Robotics • ROS • SLAM • GMapping • Navigation Algorithms
This project explored the design and development of an autonomous two-wheeled robot capable of avoiding obstacles in a simulated environment using the Robot Operating System (ROS). The primary objective was to build a complete pipeline—from robot design to motion planning and real-time decision-making using sensor input.
The journey began by modeling a basic robot using URDF and XACRO files within ROS. The chassis, wheels, and joints were defined, and the design was visualized using Rviz. Once complete, the robot was deployed in the Gazebo simulation environment. Differential drive plugins were integrated to enable movement, allowing the robot to navigate using keyboard inputs initially.
We added a laser scanner to provide environmental feedback. Using ROS plugins and real-time data topics, the robot began detecting obstacles through its front-facing sensors. We divided the 180° scan range into five distinct zones—left, center-left, center, center-right, and right—for fine-grained obstacle detection.

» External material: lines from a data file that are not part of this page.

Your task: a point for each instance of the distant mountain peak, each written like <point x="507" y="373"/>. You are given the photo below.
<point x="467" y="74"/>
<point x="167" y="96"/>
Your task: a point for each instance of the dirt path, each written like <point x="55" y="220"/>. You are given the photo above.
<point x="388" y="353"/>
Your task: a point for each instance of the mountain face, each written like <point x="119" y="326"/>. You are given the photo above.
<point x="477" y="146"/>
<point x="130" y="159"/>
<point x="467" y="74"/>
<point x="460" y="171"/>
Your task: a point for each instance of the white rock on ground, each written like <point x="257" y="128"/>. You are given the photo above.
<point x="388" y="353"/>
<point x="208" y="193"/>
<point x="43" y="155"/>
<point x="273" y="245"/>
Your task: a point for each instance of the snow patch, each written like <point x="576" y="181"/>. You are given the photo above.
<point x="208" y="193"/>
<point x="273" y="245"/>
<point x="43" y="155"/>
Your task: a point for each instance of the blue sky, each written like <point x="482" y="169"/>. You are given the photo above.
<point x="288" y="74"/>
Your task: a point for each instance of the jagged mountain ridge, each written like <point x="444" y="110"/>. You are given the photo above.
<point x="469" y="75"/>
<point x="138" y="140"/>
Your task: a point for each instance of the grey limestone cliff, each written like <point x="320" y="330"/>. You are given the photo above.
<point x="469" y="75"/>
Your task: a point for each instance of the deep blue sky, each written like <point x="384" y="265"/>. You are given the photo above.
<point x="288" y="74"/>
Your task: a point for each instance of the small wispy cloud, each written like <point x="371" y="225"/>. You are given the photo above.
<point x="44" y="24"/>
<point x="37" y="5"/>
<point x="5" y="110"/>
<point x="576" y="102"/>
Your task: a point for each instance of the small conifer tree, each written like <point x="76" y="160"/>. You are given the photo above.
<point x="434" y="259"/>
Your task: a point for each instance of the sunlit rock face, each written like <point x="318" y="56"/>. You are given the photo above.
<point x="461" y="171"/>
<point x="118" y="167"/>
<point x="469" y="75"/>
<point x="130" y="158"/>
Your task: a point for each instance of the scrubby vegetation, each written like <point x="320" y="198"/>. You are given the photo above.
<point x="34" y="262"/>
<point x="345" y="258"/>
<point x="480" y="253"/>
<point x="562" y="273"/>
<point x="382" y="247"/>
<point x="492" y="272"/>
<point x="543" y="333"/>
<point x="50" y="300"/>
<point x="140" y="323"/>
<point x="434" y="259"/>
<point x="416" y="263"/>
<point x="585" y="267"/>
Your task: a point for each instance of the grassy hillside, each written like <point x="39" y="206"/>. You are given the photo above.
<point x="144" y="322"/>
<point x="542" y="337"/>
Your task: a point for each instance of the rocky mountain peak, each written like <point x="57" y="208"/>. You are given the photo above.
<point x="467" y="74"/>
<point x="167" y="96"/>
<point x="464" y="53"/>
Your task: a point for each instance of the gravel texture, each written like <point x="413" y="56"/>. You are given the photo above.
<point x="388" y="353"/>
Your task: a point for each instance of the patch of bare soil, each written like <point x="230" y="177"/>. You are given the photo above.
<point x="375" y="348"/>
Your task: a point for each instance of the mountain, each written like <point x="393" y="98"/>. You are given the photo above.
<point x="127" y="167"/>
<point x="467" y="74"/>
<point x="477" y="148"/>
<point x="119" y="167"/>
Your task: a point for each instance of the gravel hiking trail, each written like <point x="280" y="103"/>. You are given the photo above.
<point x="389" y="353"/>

A major highlight was implementing the Bug 2 algorithm for obstacle avoidance. Unlike simpler navigation techniques, Bug 2 maintains a direct path to the goal and only deviates when obstacles are encountered. The robot would "hug" the obstacle boundary until it could safely rejoin the original path. This was managed via a finite state machine that toggled between 'Go to Point' and 'Wall Follow' states.
To enable map creation, we incorporated GMapping, a ROS package for Simultaneous Localization and Mapping (SLAM). Using real-time data from the laser scanner and odometry sensors, the robot built a 2D map of its surroundings while navigating. This gave us a visual representation of obstacle placement and traversal paths.